Она не сказала, что будет беспокоиться за него, если не увидит, что он благополучно добрался до дома, а он не понял того, о чем она не договорила. Это усугубило его обиду. А она обиделась еще сильнее из-за того, что он не вызвался проводить ее хотя бы до оврага, не сделал даже робкой попытки. Всю дорогу они молчали. А расставаясь, только сухо кивнули один другому, словно чужие люди. Это была их первая размолвка после того, как они осознали, что любят друг друга, и она была очень болезненной для обоих. Им казалось, что их любовь умерла, едва родившись. И никто не винил себя, чтобы меньше страдать. Но от этого страдание только усиливалось.
Марина ушла, независимая и гордая, а Олег, не менее гордый и независимый, не остановил ее и не удержал. Вместо этого он свернул на тропинку, ведущую к дому. А подойдя к калитке, увидел белеющую на фоне темных бревен ограды бумажку, концы которой трепетали от ветра, словно она стремилась улететь. Но что-то крепко держало ее, как дворовую собаку цепь. Изумленный Олег сорвал ее и прочитал, не открывая калитку.
Текст удивил его еще больше. Это была официальная повестка, которой он вызывался в участковый пункт полиции поселка Кулички для дачи показаний по уголовному делу, ответчиком в котором был некий Михайло Святославович Новак, обвиняемый в похищении и убийстве человека. Олега приглашали прибыть в качестве свидетеля. Подпись того, кто вызывал его, была неразборчива.
– Что за ерунда, – пробормотал он растерянно. – И кто такой этот Новак?

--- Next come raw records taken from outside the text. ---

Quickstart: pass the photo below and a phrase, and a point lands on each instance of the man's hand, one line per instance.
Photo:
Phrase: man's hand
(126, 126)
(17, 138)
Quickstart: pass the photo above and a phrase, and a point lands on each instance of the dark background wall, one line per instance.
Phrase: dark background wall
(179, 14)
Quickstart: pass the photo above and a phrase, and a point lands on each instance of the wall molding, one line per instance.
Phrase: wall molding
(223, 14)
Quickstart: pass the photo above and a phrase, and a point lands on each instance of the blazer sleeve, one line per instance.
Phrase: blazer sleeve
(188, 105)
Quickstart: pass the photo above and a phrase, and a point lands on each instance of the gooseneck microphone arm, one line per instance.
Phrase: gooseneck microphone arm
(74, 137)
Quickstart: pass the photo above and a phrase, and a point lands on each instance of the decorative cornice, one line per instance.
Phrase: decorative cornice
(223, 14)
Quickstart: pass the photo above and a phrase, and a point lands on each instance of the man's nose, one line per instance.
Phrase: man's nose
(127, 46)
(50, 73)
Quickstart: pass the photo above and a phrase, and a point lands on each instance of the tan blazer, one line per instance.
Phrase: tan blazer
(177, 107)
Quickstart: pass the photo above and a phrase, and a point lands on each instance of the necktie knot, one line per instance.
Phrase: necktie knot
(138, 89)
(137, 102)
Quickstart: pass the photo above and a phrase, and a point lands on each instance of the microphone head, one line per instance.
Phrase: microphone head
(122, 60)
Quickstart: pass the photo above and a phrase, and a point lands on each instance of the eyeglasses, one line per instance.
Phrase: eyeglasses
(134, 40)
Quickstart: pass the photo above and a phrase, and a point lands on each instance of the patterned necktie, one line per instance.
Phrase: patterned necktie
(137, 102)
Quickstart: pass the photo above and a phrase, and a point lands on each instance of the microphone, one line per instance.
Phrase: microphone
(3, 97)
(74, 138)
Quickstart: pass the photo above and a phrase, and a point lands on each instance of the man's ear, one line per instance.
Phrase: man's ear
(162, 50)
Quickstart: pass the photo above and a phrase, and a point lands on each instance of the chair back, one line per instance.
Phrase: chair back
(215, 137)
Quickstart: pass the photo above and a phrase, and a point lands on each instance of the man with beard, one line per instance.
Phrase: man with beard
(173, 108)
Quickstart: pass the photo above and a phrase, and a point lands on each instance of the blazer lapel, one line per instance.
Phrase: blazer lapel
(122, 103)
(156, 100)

Не сразу он догадался, сопоставив имена, что Михайло Святославович Новак и Михайло, о котором они не так давно говорили с Мариной, – это один и тот же человек. А догадавшись, был поражен до крайности. Олег не мог поверить, что Михайло кого-то похитил, а тем более убил этой ночью, после того, как проводил Марину до озера. И был не в силах понять, почему его вызывают свидетелем. Это была какая-то ошибка. Или чья-то дурная шутка.
Но бланк и печать были настоящими. В этом не было сомнений.